Logo, percebe-se que mesmo em empresas que abraçam a mudança e parecem gerenciá-la bem, há elementos de tremenda estabilidade em seus negócios (McGRATH, 2013a). Contudo, em contraposição a esses elementos, também foram observados nas empresas de crescimento discrepante abordagens para instigar a mudança de maneira contínua e rotineira, ou seja, abordagens para promover a agilidade estratégica.

Essa agilidade pode vir de algumas fontes, como:

a) Mutação: diferentemente de processos de downsizing ou reestruturações drásticas, a

mudança é incorporada no cotidiano das empresas, realocando recursos de maneira flexível e contínua;

b) Orçamentação rápida e flexível: a tomada de decisões relativa relativas a grandes

desafios estratégicos conta com uma coordenação central, que possui um considerável espaço de manobra no nível da unidade de negócio.
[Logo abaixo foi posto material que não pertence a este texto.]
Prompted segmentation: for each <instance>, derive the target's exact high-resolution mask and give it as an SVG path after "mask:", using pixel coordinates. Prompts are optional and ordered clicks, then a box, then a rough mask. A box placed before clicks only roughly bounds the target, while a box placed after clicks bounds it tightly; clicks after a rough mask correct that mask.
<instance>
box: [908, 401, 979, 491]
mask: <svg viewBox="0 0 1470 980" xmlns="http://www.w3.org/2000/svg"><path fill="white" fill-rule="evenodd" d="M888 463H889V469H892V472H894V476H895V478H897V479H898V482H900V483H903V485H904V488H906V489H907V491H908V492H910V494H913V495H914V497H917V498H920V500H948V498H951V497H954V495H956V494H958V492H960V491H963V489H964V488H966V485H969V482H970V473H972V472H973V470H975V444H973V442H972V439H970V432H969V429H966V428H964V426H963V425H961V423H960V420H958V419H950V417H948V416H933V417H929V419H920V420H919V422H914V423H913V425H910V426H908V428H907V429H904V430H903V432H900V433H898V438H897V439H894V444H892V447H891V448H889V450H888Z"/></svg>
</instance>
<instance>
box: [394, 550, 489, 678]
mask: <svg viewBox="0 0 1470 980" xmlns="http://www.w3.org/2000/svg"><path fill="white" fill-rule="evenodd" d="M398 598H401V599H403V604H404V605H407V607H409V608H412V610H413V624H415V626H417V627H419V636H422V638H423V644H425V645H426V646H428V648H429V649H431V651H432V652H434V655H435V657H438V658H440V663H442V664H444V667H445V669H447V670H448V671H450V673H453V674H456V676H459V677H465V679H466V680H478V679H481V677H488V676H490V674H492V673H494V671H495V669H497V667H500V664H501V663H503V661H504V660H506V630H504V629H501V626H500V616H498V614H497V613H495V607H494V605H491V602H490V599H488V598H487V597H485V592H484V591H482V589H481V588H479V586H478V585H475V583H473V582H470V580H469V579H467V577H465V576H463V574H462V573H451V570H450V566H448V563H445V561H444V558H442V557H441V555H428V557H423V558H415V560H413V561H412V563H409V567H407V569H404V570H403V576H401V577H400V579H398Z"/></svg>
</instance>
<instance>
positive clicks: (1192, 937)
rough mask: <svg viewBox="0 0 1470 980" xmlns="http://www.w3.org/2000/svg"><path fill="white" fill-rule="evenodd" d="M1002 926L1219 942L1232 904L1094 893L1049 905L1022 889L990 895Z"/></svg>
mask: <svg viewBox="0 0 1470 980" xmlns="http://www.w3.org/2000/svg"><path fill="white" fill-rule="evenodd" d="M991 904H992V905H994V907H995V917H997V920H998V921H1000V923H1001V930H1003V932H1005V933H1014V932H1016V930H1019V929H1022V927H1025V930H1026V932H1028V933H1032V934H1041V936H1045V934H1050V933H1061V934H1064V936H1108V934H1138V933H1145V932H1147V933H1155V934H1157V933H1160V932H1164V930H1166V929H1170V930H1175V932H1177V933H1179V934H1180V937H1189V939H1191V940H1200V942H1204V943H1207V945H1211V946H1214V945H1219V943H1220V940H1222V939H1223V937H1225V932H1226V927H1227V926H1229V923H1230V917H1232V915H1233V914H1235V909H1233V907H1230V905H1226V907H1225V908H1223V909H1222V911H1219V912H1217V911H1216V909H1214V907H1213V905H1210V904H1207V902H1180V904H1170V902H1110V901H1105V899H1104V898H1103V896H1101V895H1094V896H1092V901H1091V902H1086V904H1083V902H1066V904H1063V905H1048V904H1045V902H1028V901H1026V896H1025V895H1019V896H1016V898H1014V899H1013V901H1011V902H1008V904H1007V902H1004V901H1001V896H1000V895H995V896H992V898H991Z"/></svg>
Sistemas de dados de alta qualidade e transparência absoluta ajudam nesse processo;

c) Flexibilidade: no lugar de pesados processos orçamentários anuais e valores orientados

para eficiência, as empresas de crescimento discrepante focam no aumento da flexibilidade. Por exemplo, os ajustes realizados na estratégia e as mudanças na alocação de recursos não são exercícios anuais, tendo muito mais chances de serem trimestrais. Essa lógica também se aplica a promoções e avaliações de pessoal;

d) Inovação como norma: neste caso, a inovação é um fator contínuo, já incorporado à

cultura da organização e ao trabalho de todos, ou seja, não é uma empreitada incidental e intermitente. Isso implica pensar continuamente em coisas novas como parte da rotina de todos;

e) Padrão orientado para opções para exploração de mercado: a essência dessa

abordagem é que as empresas fazem pequenos investimentos iniciais para explorar oportunidades, seguidos posteriormente de investimentos maiores, caso eles se justifiquem. Ademais, as empresas também se mostram dispostas a abandonar uma iniciativa caso ela não se desenvolva com eficácia. O fato é que um segmento entra em declínio, outros podem ser alavancados.

Constata-se, diante do exposto, que as empresas de crescimento discrepante navegam com destreza por demandas aparentemente incompatíveis. Por um lado, apresentam enorme estabilidade, traduzida em seus valores, normas culturais, estratégias essenciais, competências, relacionamentos com os clientes e liderança, que são extraordinariamente regulares ao longo do tempo. Por outro lado, elas se envolvem em muita experimentação e inovação.

Dessa forma, apesar de parecerem contraditórias, essas duas capacidades, de manter a coerência e o alinhamento ao mesmo tempo que inovam e questionam as convenções, são profundamente interdependentes. Assim, o desafio da liderança e da administração é sustentar um sistema organizacional capaz de manter a complementaridade entre as forças da inovação e as da estabilidade.